Au Moyen-Orient et en Afrique du Nord, qui comptent déjà parmi les régions les plus arides de la planète, les chercheurs ont trouvé des moyens d'accroître la disponibilité et la qualité de l'eau en gérant la demande et en modifiant les mentalités au sujet de sa consommation. L'Initiative régionale concernant la demande d'eau a appuyé des moyens innovateurs de réutiliser les eaux grises d'origine domestique, les eaux souterraines salines et les effluents d'eaux usées pour irriguer les cultures.

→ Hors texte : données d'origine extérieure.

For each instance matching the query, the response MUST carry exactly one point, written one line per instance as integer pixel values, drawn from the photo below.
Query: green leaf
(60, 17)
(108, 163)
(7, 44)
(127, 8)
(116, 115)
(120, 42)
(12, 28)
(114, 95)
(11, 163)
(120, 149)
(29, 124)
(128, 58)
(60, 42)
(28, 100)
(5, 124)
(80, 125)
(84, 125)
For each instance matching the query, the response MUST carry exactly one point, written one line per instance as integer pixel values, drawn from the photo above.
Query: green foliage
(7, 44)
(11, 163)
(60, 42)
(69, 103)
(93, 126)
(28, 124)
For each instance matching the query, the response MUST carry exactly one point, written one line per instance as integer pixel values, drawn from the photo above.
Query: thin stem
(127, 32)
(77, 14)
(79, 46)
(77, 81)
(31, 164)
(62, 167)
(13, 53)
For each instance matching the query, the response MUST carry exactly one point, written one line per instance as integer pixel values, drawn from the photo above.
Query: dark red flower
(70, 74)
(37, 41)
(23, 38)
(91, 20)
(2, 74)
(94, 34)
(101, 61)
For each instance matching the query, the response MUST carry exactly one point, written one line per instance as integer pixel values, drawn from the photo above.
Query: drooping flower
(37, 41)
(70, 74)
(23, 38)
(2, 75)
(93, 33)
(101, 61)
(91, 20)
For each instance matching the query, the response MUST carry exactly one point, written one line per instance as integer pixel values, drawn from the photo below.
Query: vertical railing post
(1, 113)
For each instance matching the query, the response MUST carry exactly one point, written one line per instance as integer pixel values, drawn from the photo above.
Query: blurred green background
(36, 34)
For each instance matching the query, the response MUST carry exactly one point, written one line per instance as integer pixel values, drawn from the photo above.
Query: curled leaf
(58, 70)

Les recherches menées par des équipes en Afrique, en Asie et en Amérique latine nous ont aussi appris qu'il valait mieux élaborer les stratégies d'adaptation à l'échelon local, en harmonie avec les besoins de chacune des collectivités. Nous avons compris que l'efficacité des mesures n'est pas toujours fonction de la mise en oeuvre de grands travaux d'ingénierie tels que des ouvrages de protection du littoral contre la hausse du niveau de la mer. De récentes recherches réalisées au Maroc laissent entendre, par exemple, que des approches d'un autre ordre et moins coûteuses, telles que la protection des milieux humides côtiers qui constituent des zones tampons naturelles et la révision des plans d'aménagement des zones côtières, pourraient être tout aussi efficaces.

En Inde, au Népal et au Pakistan, dans les régions vulnérables aux inondations et à la sécheresse, des scientifiques qui travaillent en collaboration avec les collectivités ont constaté que les avantages de la gestion des risques de catastrophes - par l'entremise d'assurances et de mesures d'alerte rapide, par exemple - sont presque toujours supérieurs aux coûts.

À court terme, ce sont peut-être les pays pauvres qui subiront le plus intensément les effets des changements climatiques, mais nous sommes loin d'être à l'abri. Il est clair que tous ont un rôle à jouer : ceux qui doivent adapter leur mode de vie, par exemple, en mettant à l'essai et en adoptant des variétés de cultures à maturation rapide, résistantes à la sécheresse et aux maladies; les scientifiques du monde entier, pour mettre au point ces variétés; et la communauté internationale et les organismes gouvernementaux, pour produire, en temps opportun, des prévisions précises et faire connaître les approches fructueuses.

Il est en outre tout aussi important que les gouvernements et les organismes voués au développement intègrent l'adaptation aux changements climatiques dans les plans de développement, sans quoi ils continueront de réagir aux urgences plutôt que d'agir pour les éviter.